Good girl Dido shared the mike with rap's bad boy, then spread her wings without him.

DIDO, TRAVIS

Key Arena, 628-0888, $30 7:30 p.m. Mon., June 11

BONO AND SINATRA, Bowie and Bing, Plant and Puffy—odd-couple musical pairings are nothing new. But while most such collaborations are consigned quickly to the pop-culture curio box, one in particular transcended its novelty roots, eventually capturing the national zeitgeist and becoming a bona fide phenomenon. Before the Grammys, the protests, and the Elton duet, fate brought together one Ms. Dido Armstrong, a demure British folk songstress, and the sociopathic Detroit rapper known alternately as Eminem, Slim Shady, Marshall Mathers III, and, well, Satan in Adidas Track Pants. On Em's disturbing obsessed-fan paean "Stan," the hip-hop Beelzebub borrowed Dido's sweet, pensive vocals from her love song "Thank You" (later a top 10 hit on its own) to augment his staccato, expletive-laced delivery, and the two somehow came together like peanut butter and chocolate, a post-millennial Bogie and Bacall. While her No Angel had been selling a respectable number of copies for months, the unlikely alliance became, as they say, Dido's Big Break. Now, the woman who once played to a tiny if appreciative crowd at a now-defunct Capitol Hill venue is poised, more than two years on—and without having released a single new song to the public—to take on the Key Arena as a headliner. It's been quite a ride.

"There are certain things I'm sick of and certain things I'm not sick of yet," the singer admits from her bed in London (she's sport enough to squeeze in a late-night chat). "I'm not sick of singing, obviously, or doing actual shows, but the endless traveling I could do without.

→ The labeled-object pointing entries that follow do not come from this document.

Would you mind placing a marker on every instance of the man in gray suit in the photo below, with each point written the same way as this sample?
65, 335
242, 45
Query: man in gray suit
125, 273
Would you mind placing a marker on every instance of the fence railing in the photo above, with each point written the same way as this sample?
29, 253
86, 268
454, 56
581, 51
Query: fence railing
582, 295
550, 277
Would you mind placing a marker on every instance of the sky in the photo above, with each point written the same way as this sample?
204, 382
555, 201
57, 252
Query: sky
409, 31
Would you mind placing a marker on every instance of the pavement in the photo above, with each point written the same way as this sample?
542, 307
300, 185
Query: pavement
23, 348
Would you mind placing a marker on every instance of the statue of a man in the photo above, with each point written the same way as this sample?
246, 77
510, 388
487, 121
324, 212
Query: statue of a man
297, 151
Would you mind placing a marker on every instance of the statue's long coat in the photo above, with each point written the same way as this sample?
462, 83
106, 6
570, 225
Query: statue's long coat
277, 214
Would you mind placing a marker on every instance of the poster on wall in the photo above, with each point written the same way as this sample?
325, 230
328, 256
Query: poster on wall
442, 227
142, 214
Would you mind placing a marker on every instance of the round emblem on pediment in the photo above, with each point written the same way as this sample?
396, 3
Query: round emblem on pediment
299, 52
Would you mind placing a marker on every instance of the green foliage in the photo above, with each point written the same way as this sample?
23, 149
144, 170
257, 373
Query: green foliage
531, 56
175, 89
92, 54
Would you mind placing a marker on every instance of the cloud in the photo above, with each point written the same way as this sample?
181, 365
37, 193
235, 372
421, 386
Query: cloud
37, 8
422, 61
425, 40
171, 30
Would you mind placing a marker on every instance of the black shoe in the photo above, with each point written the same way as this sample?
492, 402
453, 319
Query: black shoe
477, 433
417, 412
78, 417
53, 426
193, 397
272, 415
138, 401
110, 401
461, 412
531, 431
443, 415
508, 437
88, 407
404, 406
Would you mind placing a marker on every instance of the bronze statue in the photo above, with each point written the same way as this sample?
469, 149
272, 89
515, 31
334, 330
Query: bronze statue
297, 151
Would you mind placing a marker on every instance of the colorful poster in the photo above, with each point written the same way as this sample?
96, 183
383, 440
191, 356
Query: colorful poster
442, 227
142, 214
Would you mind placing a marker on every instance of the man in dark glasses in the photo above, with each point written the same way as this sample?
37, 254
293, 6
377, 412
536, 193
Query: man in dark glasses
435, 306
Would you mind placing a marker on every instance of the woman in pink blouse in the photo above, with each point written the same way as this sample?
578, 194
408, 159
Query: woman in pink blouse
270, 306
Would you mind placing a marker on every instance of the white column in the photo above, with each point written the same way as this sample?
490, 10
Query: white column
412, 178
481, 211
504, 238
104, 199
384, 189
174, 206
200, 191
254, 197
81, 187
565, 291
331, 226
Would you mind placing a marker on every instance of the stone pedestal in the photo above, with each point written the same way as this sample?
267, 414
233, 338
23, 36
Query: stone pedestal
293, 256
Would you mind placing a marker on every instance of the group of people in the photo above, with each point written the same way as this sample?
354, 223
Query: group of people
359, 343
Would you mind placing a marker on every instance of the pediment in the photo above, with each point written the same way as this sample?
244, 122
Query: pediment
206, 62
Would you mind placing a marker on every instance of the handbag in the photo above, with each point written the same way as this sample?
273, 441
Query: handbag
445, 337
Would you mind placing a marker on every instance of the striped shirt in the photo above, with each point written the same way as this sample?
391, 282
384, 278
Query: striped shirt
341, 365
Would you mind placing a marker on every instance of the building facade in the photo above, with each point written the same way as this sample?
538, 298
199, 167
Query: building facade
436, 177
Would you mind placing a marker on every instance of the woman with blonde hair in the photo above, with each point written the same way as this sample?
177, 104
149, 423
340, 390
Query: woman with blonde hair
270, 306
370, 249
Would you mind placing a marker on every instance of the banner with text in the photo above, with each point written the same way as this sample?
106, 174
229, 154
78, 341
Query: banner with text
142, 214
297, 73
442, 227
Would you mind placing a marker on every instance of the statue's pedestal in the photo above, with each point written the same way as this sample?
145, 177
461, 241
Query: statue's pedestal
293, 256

I've definitely grown with the venues, if you know what I mean. I've learned more each time I've toured, and now being on the road two and a half years. . . . You learn how to make the venue seem smaller than it is." Of course, she hasn't gone completely from zero to 60 on the musical front; brother Rollo, of the successful British trip-hop act Faithless, did let his kid sister worm her way into the studio and onstage, a collaboration that eventually led to a solo deal with Arista Records. Her atmospheric, electronic-tinged folk seemed just the thing for waning Lilith fairies, and the inclusion of the airy "Here With Me" as the theme to intergalactic teen drama Roswell soon followed. But while Paula Cole and her ilk have (some say thankfully) languished, Dido thrives.

The former literary agent and lawyer-in-training now spends the majority of her time living the rock star's nomadic touring life, far from London and the barrister boyfriend to whom the unashamedly squishy "Thank You" is dedicated. She has, however, found a few friendly boys to keep her company; huggable Brit-poppers Travis are joining her for a run of U.S. shows. "I can't wait," enthuses the singer. "It was my idea [to tour with them]; they're like my favorite band. I know they're different from what I do, but I think it complements it, and most of my fans absolutely love Travis."

"They're such sweet guys," she continues, "and I was sort of blown away by how nice they are. But they've also just got the same mentality, which is that it's all about music and having a lovely evening and being friendly and enjoying the moment, really." A sentiment, we're sure, that the Real Slim Shady would stand up and share.